キャラの容姿についての描写はあえて必要最低限に留めてます。

さて、前回のおさらい。


どこにでも居るような普遍的凡人たる僕はスーパー高校生な幼馴染とそのハーレム要員達に囲まれ平和な日常を謳歌していたはずが何やら幼女と茶髪女に出会ったことで平穏を崩されそうになり第二形態へと進化した僕が今度は銀河系を舞台に異星人達とはちゃめちゃバトルを始めるとか始めないとか。



そんなわけがない。

普通に考えてそんな面白人生あるわけがない。




「なあなあ、天色~。お前すっごくボロボロになってんだけど……何があったんだ?」

「登校途中、ヘリにミサイル撃たれた」

「うっそだー」




これはごく一般的な家庭で育った僕が普通の生活をいかに凡庸に過ごすかを綴ったものである。






前回駒鳥が転入して来たのは慌てたけど今のところ特に不都合は起きていない。

当初危惧していた変なフラグの回収も無く、彼女とは至って普通の時間を過ごしている。休み時間やお昼時に会話したり、家が同じ方向なので時間が合えば一緒に登下校したり、弁当作ってやったり。

そんな感じにとっても普通の学生生活を送っている。今も屋上で二人で居るが何も特別なイベントは起きていない。

僕お手製のお弁当を食べていているだけだ。やっぱり料理って、誰かに食べてもらってこそ意味があるよね。


「天色の作るお弁当って本当美味しいよな! 将来料理人になれる。いや今なれる!」

「褒めてくれるのは嬉しいけど、これで食べて行ける気はしないよ。お弁当作れるからって料理人になれるわけがない」

「いや、ほら、天色って異世界とかに飛ばされたら戦うよりも食堂とかで働いている事の方が多い男として有名じゃん」

「そんなピンポイントなイメージを持たれていたのか僕は!」


しかも的中してやがるし。

駒鳥は面白い奴だ。普通の人間のくせになかなかに面白い性格をしている。子供っぽいくせにガキっぽくないという矛盾したキャラをしていて飽きない。

これだよこれ、こういう普通の友達が欲しかったんだって。僕の周りには変な奴ばかり集まって来るから困るんだよね。いっつも見つけたオアシスが軒並み蜃気楼でしかなかった旅人の気分。ちなみに竜司はオトモダチであって友達ではない。美香なんて言わずもがなだ。

だから彼女は僕という旅人がようやく見付けた本物のオアシス。


「よし、今日からお前は茜・オアシス・駒鳥だ」

「言ってる意味がさっぱりだけど、たぶん褒めていることはわかった」

「駒鳥……僕は昔からある一点において一度も妥協した事が無いんだ。それが何かわかるか?」

「……一応聞くけど。何?」

「和食が無い世界でも出来るだけ和食っぽい料理を作りだす事」

「結局異世界ネタじゃん! しかも料理人魂激しいじゃん。メラメラに燃えてるじゃん!」


打てば響くとはこの事だ。

もし僕がこの先異世界転移や転生をしてしまったとしても、最初に出会うのはこんなツッコミをしてくれる奴を所望したい。

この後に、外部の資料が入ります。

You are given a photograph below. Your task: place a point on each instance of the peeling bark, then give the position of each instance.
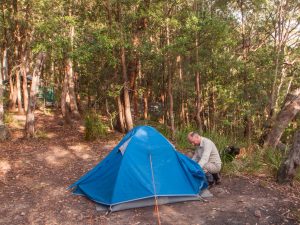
(30, 119)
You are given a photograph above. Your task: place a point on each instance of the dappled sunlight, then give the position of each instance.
(56, 156)
(52, 135)
(5, 167)
(168, 213)
(80, 150)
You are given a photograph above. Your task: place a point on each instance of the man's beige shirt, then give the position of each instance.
(207, 152)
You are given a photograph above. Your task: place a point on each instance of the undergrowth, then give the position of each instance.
(94, 127)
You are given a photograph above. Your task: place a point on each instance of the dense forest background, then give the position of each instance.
(223, 67)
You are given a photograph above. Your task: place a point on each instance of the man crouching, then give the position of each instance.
(207, 156)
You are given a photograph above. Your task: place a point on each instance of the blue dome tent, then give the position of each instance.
(143, 167)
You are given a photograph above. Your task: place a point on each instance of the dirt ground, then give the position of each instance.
(34, 175)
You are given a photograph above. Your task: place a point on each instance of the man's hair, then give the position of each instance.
(193, 133)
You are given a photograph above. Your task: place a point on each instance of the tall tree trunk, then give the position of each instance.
(180, 73)
(71, 89)
(4, 132)
(170, 86)
(13, 94)
(285, 116)
(245, 48)
(4, 69)
(64, 94)
(287, 170)
(121, 120)
(30, 120)
(145, 101)
(19, 95)
(1, 101)
(24, 84)
(127, 108)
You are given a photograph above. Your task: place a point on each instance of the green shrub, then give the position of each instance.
(8, 119)
(94, 127)
(273, 158)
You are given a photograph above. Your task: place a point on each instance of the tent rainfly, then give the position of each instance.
(143, 168)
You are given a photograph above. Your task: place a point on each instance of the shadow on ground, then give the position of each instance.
(34, 175)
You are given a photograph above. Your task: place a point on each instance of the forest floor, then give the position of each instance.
(34, 175)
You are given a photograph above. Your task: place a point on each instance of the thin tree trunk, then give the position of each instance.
(4, 64)
(4, 132)
(285, 116)
(30, 120)
(71, 89)
(198, 92)
(127, 108)
(1, 101)
(180, 73)
(287, 171)
(121, 115)
(64, 94)
(13, 94)
(24, 84)
(170, 88)
(19, 95)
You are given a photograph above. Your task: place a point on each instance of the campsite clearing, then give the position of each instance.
(34, 175)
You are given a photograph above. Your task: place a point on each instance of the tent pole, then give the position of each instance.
(155, 197)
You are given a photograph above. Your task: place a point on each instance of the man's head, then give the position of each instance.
(194, 138)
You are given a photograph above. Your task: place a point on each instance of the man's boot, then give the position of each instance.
(217, 178)
(210, 179)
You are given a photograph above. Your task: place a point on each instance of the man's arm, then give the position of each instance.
(196, 156)
(205, 155)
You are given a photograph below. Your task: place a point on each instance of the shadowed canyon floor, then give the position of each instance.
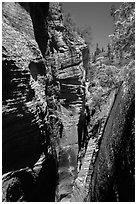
(54, 148)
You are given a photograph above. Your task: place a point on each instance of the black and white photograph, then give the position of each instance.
(68, 101)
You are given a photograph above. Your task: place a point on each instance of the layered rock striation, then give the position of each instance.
(43, 77)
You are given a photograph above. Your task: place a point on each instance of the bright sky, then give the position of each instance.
(96, 15)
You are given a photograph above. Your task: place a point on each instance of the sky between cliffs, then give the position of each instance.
(96, 15)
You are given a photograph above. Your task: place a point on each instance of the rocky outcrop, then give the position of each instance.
(113, 176)
(43, 78)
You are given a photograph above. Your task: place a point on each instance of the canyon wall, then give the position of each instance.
(42, 97)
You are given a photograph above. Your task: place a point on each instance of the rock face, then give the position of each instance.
(113, 176)
(43, 77)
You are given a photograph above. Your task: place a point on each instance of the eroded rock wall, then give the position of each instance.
(43, 92)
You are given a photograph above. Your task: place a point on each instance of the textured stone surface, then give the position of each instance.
(113, 176)
(41, 63)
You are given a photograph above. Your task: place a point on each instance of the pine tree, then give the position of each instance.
(123, 39)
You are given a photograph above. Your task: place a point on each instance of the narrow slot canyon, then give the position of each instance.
(57, 145)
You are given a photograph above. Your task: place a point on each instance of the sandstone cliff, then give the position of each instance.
(43, 77)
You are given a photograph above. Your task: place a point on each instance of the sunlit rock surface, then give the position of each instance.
(43, 78)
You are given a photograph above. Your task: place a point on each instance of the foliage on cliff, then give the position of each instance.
(123, 38)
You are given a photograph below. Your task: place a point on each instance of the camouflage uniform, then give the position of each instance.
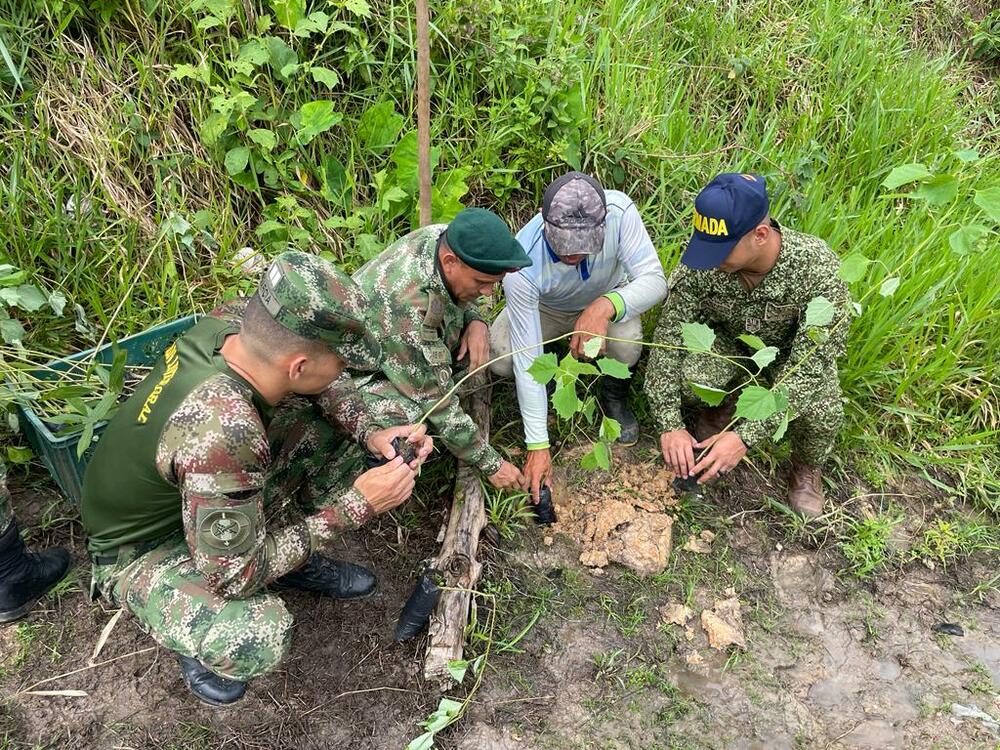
(6, 514)
(420, 326)
(773, 310)
(239, 496)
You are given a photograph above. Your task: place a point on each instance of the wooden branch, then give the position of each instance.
(457, 559)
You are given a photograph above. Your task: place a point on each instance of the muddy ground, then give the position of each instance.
(579, 658)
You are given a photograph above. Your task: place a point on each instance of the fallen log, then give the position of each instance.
(457, 561)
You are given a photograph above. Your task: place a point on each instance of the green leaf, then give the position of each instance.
(379, 127)
(708, 394)
(565, 401)
(315, 118)
(904, 174)
(854, 267)
(613, 368)
(236, 159)
(288, 12)
(754, 342)
(964, 240)
(938, 190)
(889, 286)
(819, 312)
(697, 337)
(610, 430)
(263, 138)
(756, 403)
(765, 356)
(599, 457)
(988, 200)
(327, 77)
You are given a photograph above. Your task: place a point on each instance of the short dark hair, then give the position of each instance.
(268, 339)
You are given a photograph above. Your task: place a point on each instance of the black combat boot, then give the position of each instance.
(333, 578)
(25, 576)
(614, 401)
(207, 686)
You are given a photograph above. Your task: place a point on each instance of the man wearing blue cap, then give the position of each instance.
(743, 274)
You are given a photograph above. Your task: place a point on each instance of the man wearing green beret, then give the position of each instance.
(230, 467)
(423, 290)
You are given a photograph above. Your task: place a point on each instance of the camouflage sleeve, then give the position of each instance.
(342, 405)
(418, 364)
(810, 361)
(214, 448)
(663, 381)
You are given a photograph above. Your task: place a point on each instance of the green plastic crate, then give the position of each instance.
(58, 453)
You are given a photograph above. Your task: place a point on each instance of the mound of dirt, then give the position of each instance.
(624, 520)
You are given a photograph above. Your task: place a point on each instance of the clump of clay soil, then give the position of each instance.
(624, 519)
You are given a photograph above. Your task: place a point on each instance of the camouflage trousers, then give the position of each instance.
(236, 638)
(816, 420)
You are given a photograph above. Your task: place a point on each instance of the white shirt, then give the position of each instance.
(627, 265)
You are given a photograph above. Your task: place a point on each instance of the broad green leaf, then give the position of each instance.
(854, 267)
(236, 159)
(592, 346)
(565, 401)
(708, 394)
(379, 127)
(988, 200)
(819, 312)
(938, 190)
(754, 342)
(315, 118)
(904, 174)
(965, 239)
(263, 138)
(327, 77)
(889, 286)
(288, 12)
(697, 337)
(544, 368)
(756, 403)
(598, 458)
(614, 368)
(765, 356)
(610, 430)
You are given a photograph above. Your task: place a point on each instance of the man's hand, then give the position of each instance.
(726, 449)
(387, 486)
(508, 478)
(476, 343)
(594, 319)
(678, 451)
(380, 443)
(538, 471)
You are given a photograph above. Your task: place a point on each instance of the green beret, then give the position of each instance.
(314, 299)
(483, 240)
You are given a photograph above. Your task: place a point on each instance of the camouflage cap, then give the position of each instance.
(574, 209)
(313, 298)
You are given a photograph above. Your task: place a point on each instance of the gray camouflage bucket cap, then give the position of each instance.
(573, 209)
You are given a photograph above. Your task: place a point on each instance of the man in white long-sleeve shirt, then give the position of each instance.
(593, 269)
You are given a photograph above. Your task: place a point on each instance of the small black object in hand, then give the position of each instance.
(545, 511)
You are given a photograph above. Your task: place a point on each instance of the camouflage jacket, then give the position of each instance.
(773, 310)
(420, 326)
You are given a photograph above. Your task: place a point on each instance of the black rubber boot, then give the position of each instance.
(207, 686)
(614, 401)
(26, 576)
(333, 578)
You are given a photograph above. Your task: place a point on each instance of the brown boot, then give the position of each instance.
(712, 420)
(805, 489)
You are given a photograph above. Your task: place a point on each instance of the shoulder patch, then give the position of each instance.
(227, 531)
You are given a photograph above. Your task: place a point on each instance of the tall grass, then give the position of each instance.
(824, 97)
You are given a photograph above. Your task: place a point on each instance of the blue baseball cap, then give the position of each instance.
(726, 209)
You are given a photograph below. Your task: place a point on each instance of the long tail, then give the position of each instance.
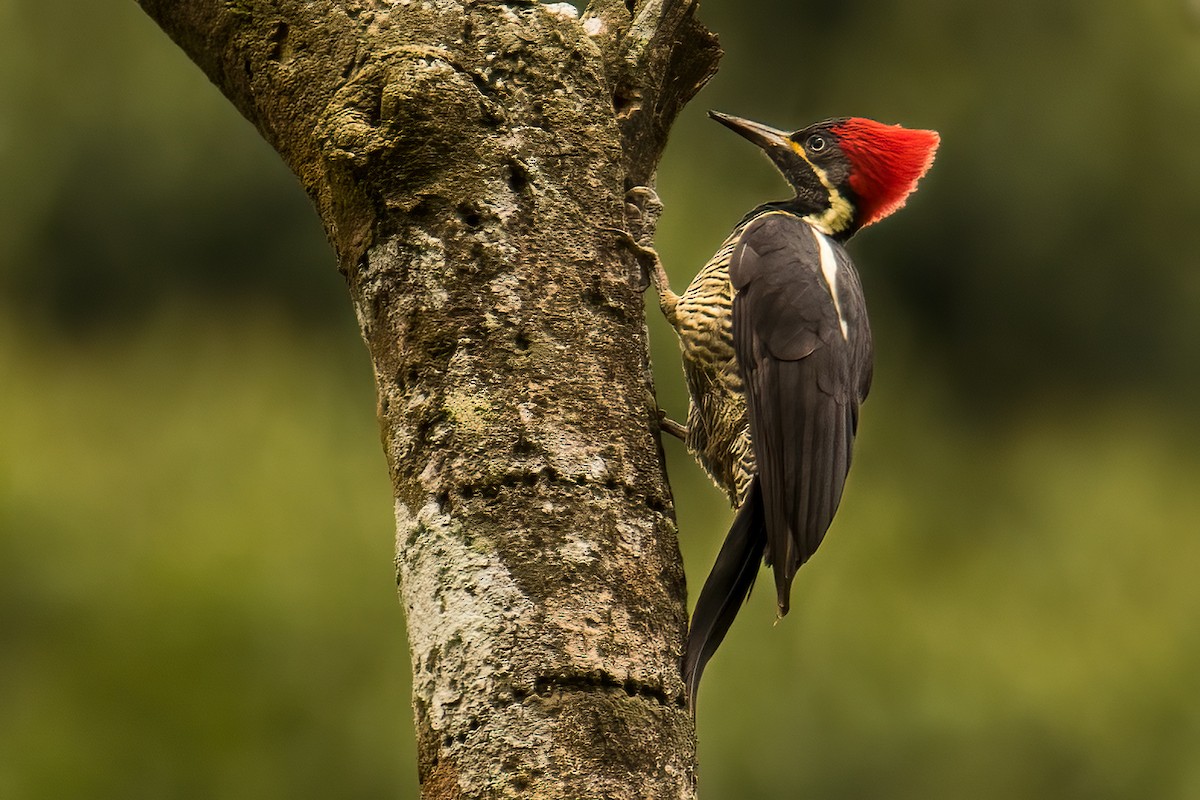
(727, 587)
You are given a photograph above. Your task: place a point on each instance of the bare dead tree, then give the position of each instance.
(469, 160)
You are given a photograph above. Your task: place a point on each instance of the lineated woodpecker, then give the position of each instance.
(777, 353)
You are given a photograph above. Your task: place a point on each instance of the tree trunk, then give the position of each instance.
(469, 161)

これまで出会ってきた奴らは皆一様にスルーするかボケオンリーかツッコミするとしても肉体言語込みとかばかりだった。だから駒鳥みたいな普通のツッコミ要員は貴重だ。


「僕は将来的に駒鳥と結婚しているかも知れん」


わりと本気で。今のところ打算が八割でしかないが、普通な駒鳥と結婚したいと考えている。

まあ、あくまで竜司のハーレム要員達と比べればとかなのでかなり適当なノリだけど。


「ええ~……」


そんな僕の思惑が透けて見えたのだろう、駒鳥も嫌そうな顔をしてた。当たり前だ。





駒鳥と教室に戻った僕の所に美香が足早に近寄って来た。と言っても教室の皆が彼女に注目しているためあんまり下品な事はしない。


「ちょっと、良いかな? お話があるんだけど」


前回言い忘れたが、この美香の態度は所謂外行きモードというものだ。容姿も雰囲気も清純派な美香ではあるが、その実態はかなりカオスである。

僕や竜司と居る時の美香はもう少し言動が激しい。外行きが太陽だとすれば内向けは暴風と言ったところだろう。結局お淑やかではないところが悲しいところだ。


「何かな、美香ちゃん?」

「ここじゃ何だから、ちょっと移動しない?」


と言われてもねぇ。そういう思わせぶりな行動をとられると困るんだよね。周りの男子からの視線が痛いのなんのって。視線で人を殺せるのなら僕はかなりの回数死んでいる。

まあ、付いていくけどさ。


「どういう事?」


屋上途中の階段まで連れて来られた後、開口一番美香は詰問される僕。

いきなり質問されても返答に困る。せめて何ついてかは説明して欲しいんだけど。


「今度はまた変わった子と遊んでいるみたいだけど、あんたにしては珍しいタイプね。どういう心境の変化?」


遊んでいるってお前。何かその言い方はとんでもなく不当な評価を頂きそうだから止めて欲しい。まるで僕が女をとっかえひっかえしているみたいじゃないか?

ちなみにこの人生で僕は異性とお付き合いしたことはない。言わなくても分かるだろうけど同性とも無い。男とはイベントすら起こさない。


……わりと寂しい青春を送っている気がするね。

とにかく友達と一緒に居るだけで何か言われるのは心外だ。


「僕だって一人で居るのは寂しいんだよ?」

「寂しいって…………私達が居るじゃない! 何でそんな事言うのッ?」


それまで被っていた猫を勢い良く破り取り身を乗り出してそう言う美香の顔は真剣だった。思わず身を引いてしまう。

幼馴染の沽券に関わる事を言ったのが拙かったかな。

確かに竜司と美香はオトモダチだ、昔からずっと三人一緒で居るから仲良しだよ。その二人に対して「友達が欲しかった」だなんて、少し当てつけがましかったね。


でもさ、実際二人とも忙しくて全然一緒に遊べないじゃん。ここ最近では一緒に帰った以外で三人一緒になったことないし。

二人とも忙しいから仕方が無いのは解るよ?

でも美香も竜司もその忙しい時間の中で友達と過ごしているじゃないか。だと言うのに、僕だけ二人以外と仲良くしてはいけないなんておかしいでしょ?

だから他所の友達を作っても問題ないじゃないか。


そう言えたら良いけど、人気者(美香)にこんな風に言い返す権利なんて凡人(僕)には無いわけで。


「ごめんね?」


謝るしか無いわけで。


「──ッとに、イライラする! イラついてしょうがない!」


そうするとこんな風に怒られてしまうのだった。我ながら学ばない奴だ。ちなみにこちらは身内向けの美香だ。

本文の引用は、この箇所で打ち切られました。